Однажды мы поспорили, и я услышал от нее слова, которые так и подкосили меня: «Лучше бы ты не возвращался». Я смолчал. Отнес это за счет ее беспокойства за отца. А потом забыл — до этого ли было? Каждодневные дела съедали все мое время. В село приезжали бригады горожан. Много хлопот доставляли семьи фронтовиков. Переломное время требовало своих законов поведения, звало к чистоте и искренности во всем, ответственности за свое дело. Воровство, рвачество, несправедливость строго наказывались. Помню один случай… Может, и ты знаешь его? Пришла жена фронтовика и пожаловалась, что сосед пристает к ней, соблазняет, пробовал ночью в дом ворваться, о постели намекал. Что предпринять? Попросил приглядеть за ним. Уже в следующую ночь он попался: стучал в ее окошко. Наказали его, конечно. Но какое это было наказание… Как вспомню, так жарко делается и до слез стыдно за себя. Состреножили его бычьей цепью и повели по селу. А ребятня, улюлюкая, бежала за ним, кидала в него камни, кричала:
Сельский бычок
Кандалы волочет!
До сих пор мурашки по телу пробегают… При одном воспоминании этой картины. А если бы меня так повели и сельские ребята кричали:
Сельский бычок
Кандалы волочет!
Верь мне, застрелился бы. А он стерпел, сам себе плюнул в рожу, целый год не появлялся на людях, а потом где-то затерялся в жизненной сутолоке. Прошло, забылось. Только я не могу его забыть. Был я, как видишь, строгим судьей, а сам вроде до того же дошел, наказан за «подобное» дело. Но я говорю «подобное» не случайно. Рядом с ним, тем хлюстом, встать не хочу. Только на первый взгляд нас можно связать одной веревочкой… Послушай…

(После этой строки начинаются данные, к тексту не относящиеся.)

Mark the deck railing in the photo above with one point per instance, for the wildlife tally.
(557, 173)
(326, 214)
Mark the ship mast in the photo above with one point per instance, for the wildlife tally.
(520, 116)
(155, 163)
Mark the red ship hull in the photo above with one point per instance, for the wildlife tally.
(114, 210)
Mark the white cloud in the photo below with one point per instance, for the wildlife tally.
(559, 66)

Никто не знал, что у меня творилось дома. Люди видели, как я сражаюсь за новое, из кожи лезу вон. В одно время я и ночевал в Совете. Районный комитет хвалил меня. Но разве кто мог подумать, что главные мои испытания не тут, не в Совете, а дома. Плач, проклятия по моему адресу: почему я и пальцем не пошевелил, чтобы спасти тестя, осужденного новой властью на десять лет?.. Тина, правда, иногда как бы трезвела, но старуха, ее мать, не давала мне прохода. Я молчал, а потом стал успокаивать их: ведь не к смерти же приговорили, отсидит свое и отпустят. На какое-то время в доме наступило затишье. Но вот на селе стали создаваться кооперативы. От меня ждали примера, и я записался. Но ничего не внес. Я был гол как сокол — хозяйство принадлежало тестю и моей жене. А она ни в какую: нет да нет! И выла как по покойнику. И я не выдержал. В первый раз поднял на нее руку, дал две затрещины. Но и это не воздействовало. Страсти особенно разгорелись, когда я выехал пахать поле за селом, где были огороды тестя. Тина бесилась, а старуха слала на мою голову всякие проклятия: чтобы я ослеп, собаки бы разорвали меня, руки мои отсохли бы до локтей. Терпел, терпел, но никто не знал, что у меня на душе. Мне хотелось снова удрать в горы не от новой жизни, нет, от дома удрать, от жены. Однако задумался: а как посмотрят на это мои товарищи, соседи? Скажут, заелся, возгордился, перестал владеть собой. Иди доказывай, что не виноват, что каждый день тебя едят поедом. Терпеливый я крестьянин, но и мое терпение кончилось. Вот-вот и лопнула бы семейная веревка, но сдержался. Чуть не решил все один случай. Как-то сторожа, охранявшие поля, привели оттуда табун разбушевавшихся женщин. Среди них была и моя теща. Старуха еле ходила, но тоже отправилась в поле, чтобы лечь перед трактором, кидать в трактористов камнями, комьями земли. Помню, машину вели двое русских ребят из роты, стоящей на отдыхе в городе. Алексея и Жорку послали к нам помочь вспахать поле своим тягачом. Я чуть не плачу от расстройства, а они смеются: успокоитесь, у Шолохова в романе, говорят, такая картина уже была. Сейчас бабы на кооператив злобятся, а потом их силком не выдворишь, знаем. В руках одного появилась гармонь. Затянул песню. А потом грянула плясовая, каблуки ударили о сухую землю. Наша молодежь выскочила на круг, и пошли танцы. Гора свалилась с моих плеч… На радостях забыл и про жену, и про тещу, и про скандалы. Но, когда вернулся домой, радость погасла. Опять не отдых, опять война…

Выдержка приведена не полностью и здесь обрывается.